A series of O(4)-cyclohexylmethyl-5-nitroso-6-aminopyrimidines bearing 2-arylamino substituents was synthesised and evaluated for CDK1 and CDK2 inhibitory activity. Consistent with analogous studies with O(6)-cyclohexylmethylpurines, 2-arylaminopyrimidines with a sulfonamide or carboxamide group at the 4'-position were potent inhibitors, with IC(50) values against CDK2 of 1.1+/-0.3 and 34+/-8 nM, respectively. The crystal structure of the 4'-carboxamide derivative, in complex with phospho-Thr160 CDK2/cyclin A, confirmed the expected binding mode of the inhibitor, and revealed an additional interaction between the carboxamide function and an aspartate residue.
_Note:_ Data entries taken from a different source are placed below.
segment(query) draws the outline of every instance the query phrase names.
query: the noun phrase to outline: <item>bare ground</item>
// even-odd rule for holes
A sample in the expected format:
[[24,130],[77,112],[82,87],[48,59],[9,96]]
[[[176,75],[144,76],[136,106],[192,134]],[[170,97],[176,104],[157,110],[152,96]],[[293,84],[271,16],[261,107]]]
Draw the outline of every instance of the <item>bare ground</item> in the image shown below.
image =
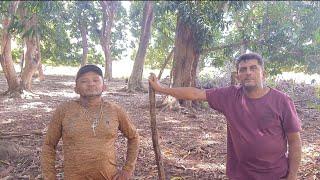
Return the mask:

4-Alkoxy-2,6-diaminopyrimidine derivatives: inhibitors of cyclin dependent kinases 1 and 2.

The cyclin dependent kinase (cdk) inhibitor NU6027, 4-cyclohexylmethoxy-5-nitroso-pyrimidine-2,6-diamine (IC(50) vs cdk1/cyclinB1=2.9+/-0.1 microM and IC(50) vs cdk2/cyclinA3=2.2+/-0.6 microM), was used as the basis for the design of a series of 4-alkoxy-2,6-diamino-5-nitrosopyrimidine derivatives. The synthesis and evaluation of 21 compounds as potential inhibitors of cyclin-dependent kinases 1 and 2 is described and the structure-activity relationships relating to NU6027 have been probed. Simple alkoxy- or cycloalkoxy-groups at the O(4)-position were tolerated, with the 4-(2-methylbutoxy)-derivative (IC(50) vs cdk1/cyclinB1=12+/-2 microM and cdk2/cyclinA3=13+/-4 microM) retaining significant activity. Substitutions at the N(6) position were not tolerated. Replacement of the 5-nitroso substituent with ketone, oxime and semicarbazone groups essentially abolished activity. However, the derivative bearing an isosteric 5-formyl group, 2,6-diamino-4-cyclohexylmethoxy-pyrimidine-5-carbaldehyde, showed modest activity (IC(50) vs cdk1/cyclinB1=35+/-3 microM and cdk2/cyclinA3=43+/-3 microM). The X-ray crystal structure of the 5-formyl compound bound to cdk2 has been determined to 2.3A resolution. The intramolecular H-bond deduced from the structure with NU6027 bound to cdk2 is not evident in the structure with the corresponding formyl compound. Thus the parent compound, 4-cyclohexylmethoxy-5-nitrosopyrimidine-2,6-diamine (NU6027), remains the optimal basis for future structure-activity studies for cyclin-dependent kinase inhibitors in this series.